Авторские колонки в Новой газете- сентябрь 2010- май 2013 (Генис) - страница 57

Если проследить за тем, как эта «райская схема» реализовалась в современной мифологии, нам придется спуститься от теологии к часто подменяющей ее фантастике.

На первых порах авторы фантастических романов, развивавшие обычно социалистические утопии, использовали версию «рая как города». Жители индустриальной эпохи ее расцвета представляли светлое будущее в виде геометрически выверенного идеала урбанистической фантазии социалистического толка. Поскольку социализм строился по «городским» утопиям Мора и Кампанеллы, фантастика игнорировала руссоистский идеал «природного рая». Такие утопии в полной мере отразили присущее классикам марксизма недоверие к тому, что было принято называть «идиотизмом сельской жизни». Кстати, Бродский, которому случалось высказываться и по самым необычным поводам, как-то предположил, что беда всех революционеров в том, что они пытаются осуществлять городские утопии в крестьянских странах.

Хотя вся русская, а тем более советская утопическая традиция развивала тему «городского рая», было тут и единственное, но крайне примечательное исключение — написанная и изданная в 1920 году аграрная утопия экономиста Александра Чаянова, которая так и называется «Путешествие моего брата Алексея в страну крестьянской утопии». В этой будущей России (действие по странному совпадению происходит в том же 1984 году, что и у Оруэлла) земледельцы разрушили города, чтобы превратить Россию в аграрный рай. Чаяновская утопия ставила перед собой чрезвычайно оригинальную задачу: «Возможны ли высшие формы культуры при распыленном сельском поселении человечества? Эпоха помещичьей культуры, подарившая миру Пушкина, говорила нам, что все это технически возможно».

Забыв о необычной чаяновской утопии, советская фантастика жила исключительно «городским» вариантом рая. На этом пути она достигла определенных успехов, к которым в первую очередь относятся переведенная на многие языки «Туманность Андромеды» Ефремова и ранние книги братьев Стругацких.

Характерно, что когда энтузиазм советской утопии иссяк, она даже не пыталась освоить другие версии рая. «Городской» идеал просто превратился в свою противоположность: рай стал адом. Как раз об этом рассказывает поздняя книга тех же Стругацких «Град обреченных».
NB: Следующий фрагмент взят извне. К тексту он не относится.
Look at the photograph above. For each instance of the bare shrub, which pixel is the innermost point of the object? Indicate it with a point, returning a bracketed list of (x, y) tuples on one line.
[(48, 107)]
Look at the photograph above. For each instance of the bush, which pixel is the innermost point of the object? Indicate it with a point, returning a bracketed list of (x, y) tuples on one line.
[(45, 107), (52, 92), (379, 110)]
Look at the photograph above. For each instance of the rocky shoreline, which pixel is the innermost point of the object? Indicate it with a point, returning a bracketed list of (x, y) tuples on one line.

На Западе все было иначе. Стремительно исчерпав запас оптимизма по поводу индустриальных утопий, фантастика решительно развернула стрелу времени. Так, счастливое будущее лучших американских фантастов чаще всего связано с возвращением в тот Золотой век, когда земля была не городом, а садом. В книгах особо любимых российскими читателями Саймака и Шекли описывается идиллия аграрного Эдема. Такой путь, однако, лишил фантастику своего предмета — будущего. Что и привело целый жанр к концептуальному кризису. Утопия либо превратилась в дистопию, либо обратилась к переделкам мифов и сказок.